Inzwischen hat sich viel getan und ein, mehr oder weniger geeintes Europa ist entstanden. Leider ist man eher nur den Wirtschaftlichen Weg gegangen und nicht auch den der echten Verbrüderung.
Trotzdem hat dieser alte Nationalchauvinismus darin und in unserer modernen Welt generell einfach keine wirkliche Daseinsberechtigung mehr.
Wozu auch?
Im Übrigen wurde nicht nur an der Front gekämpft - insbesondere hinter den Anfangs schnell nach Osten vorrückenden Frontlinien, haben Einsatzkommandos und Freiwilligenabteilungen barbarisch gegen die polnische und sowjetische Zivilbevölkerung gewütet. Das ist auch ausreichend belegt.
Auch die angeführte Bezeichnung das die Vertreibung stalinistische Verbrechen waren, ist wenig korrekt - vertauscht man hier doch Ursache und Wirkung. Ursache dafür war nämlich der von Deutschland vom Zaun gebrochene Krieg. Aber leider fällt das anzuerkennen, und sich für die Verhinderung solcher Katastrophen als Folge zukünftigen militärischer Abenteuer heute und in Zukunft nachhaltig einzusetzen, den Nationalen wie auch den Vertriebenenverbänden unendlich schwer!
Ja man war Opfer, aber Opfer des (selbst begonnenen, totalen) Krieges.
Georg
06.02.2011, 10:42 Uhr
Vertrieben??
Wer hat denn den Landesvorsitzenden des Bundes der Vertriebenen, Herrn Primas vertrieben? Und von wo? Auf der Internetseite des Herrn Primas ist zu lesen, dass er 1952 in Gebra geboren wurde. Sehr seltsam!
Und was sind die großartigen Verdienste der Frau Aurin für die Verleihung der Verdienstmedaille der Bundesrepublik Deutschland? Es gibt wesentlich mehr Ehrenamtliche, die im verborgenen engagiert für ihre Mitmenschen tätig sind, ohne dafür geehrt zu werden.
Totofino
06.02.2011, 13:02 Uhr
Ehrung für Ehrenamt
Hier driftet die Diskussion wieder einmal ab und sie hat eigentlich mit der Ehrung einer Frau für ein Ehrenamt nichts zu tun, die meisten die ihren Kommentar auf dieser Seite abgeben können die Leistung dieser Frau gar nicht beurteilen, ich auch nicht.

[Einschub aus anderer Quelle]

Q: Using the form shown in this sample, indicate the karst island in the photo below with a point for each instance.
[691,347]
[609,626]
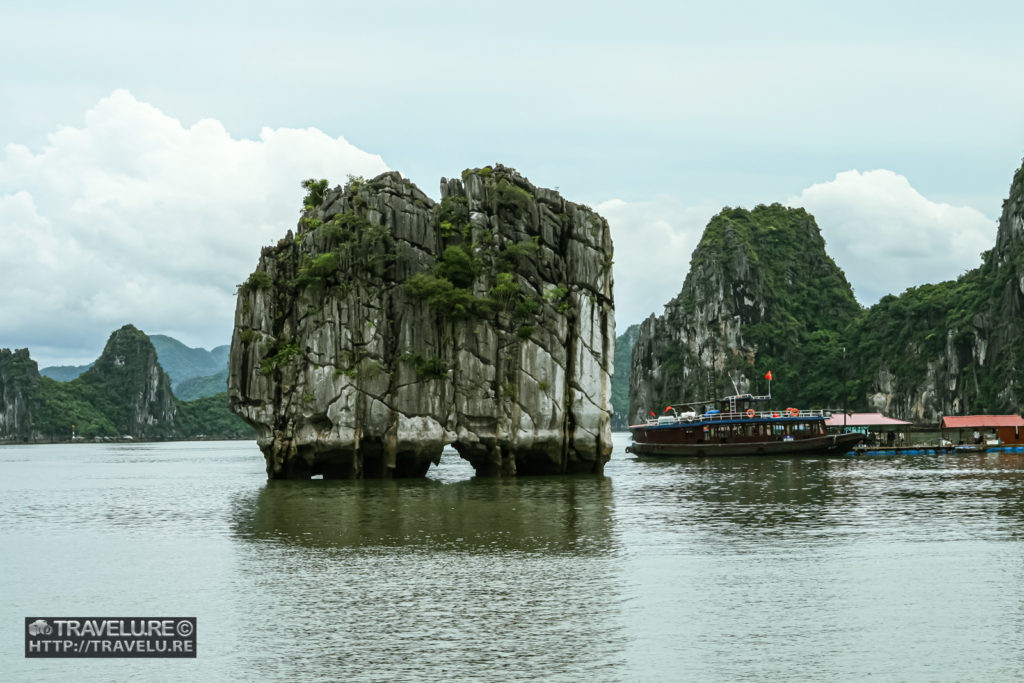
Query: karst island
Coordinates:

Die meisten der heute Lebenden tragen keine Verantwortung für einen Eroberungskrieg, der durch ein Regime mit Unterstützung des deutschen Kapitals geführt wurde. Dieser Krieg hat im Ergebnis dazu geführt, dass Leute in ihrer angestammten Heimat nicht mehr leben konnten und vertrieben wurden oder eben umsiedeln mußten. Das betrifft übrigens auch Polen, die den Krieg gar nicht angezettelt haben. (ehemals polnische Gebiete wurden durch die Sowjetunion übernommen und die Polen mussten umsiedeln).
Das alles sollte uns eine Mahnung sein und uns über in der heutigen Zeit geführte Expansionkriege der Amerikaner im Irak und Afghanistan nachdenken lassen. Es sollte niemals mehr von Deutschland ein Krieg ausgehen
Retupmoc
07.02.2011, 07:53 Uhr
Ehrenamt
ist etwas was der Allgemeinheit zugute kommt. Jemand der sich um arme Kinder kümmert, Menschen die Tag und Nacht für die Tafel arbeiten oder einfach Leute, die Kranke pflegen. Die Vertriebenen sind kein Ehrenamt. Auch wenn es für jeden Einzelnen schrecklich ist, diese Leute sollten sich aber mal fragen, wie es den Angehörigen der Menschen gegangen in den Ländern gegangen ist, die von der faschistischen Armee überfallen, gefoltert, gemordet und vergast wurden! Legitimiert durch freie Wahlen! Das ist halt Wirkung und Gegenwirkung.
Und ich sage es mal ganz ehrlich. Wenn die Nazis mein Kind und meine Frau ins KZ gesteckt hätten, dann hätte ich die Deutschen nicht nur vertrieben. Die sollen endlich aufhören rumzujammern.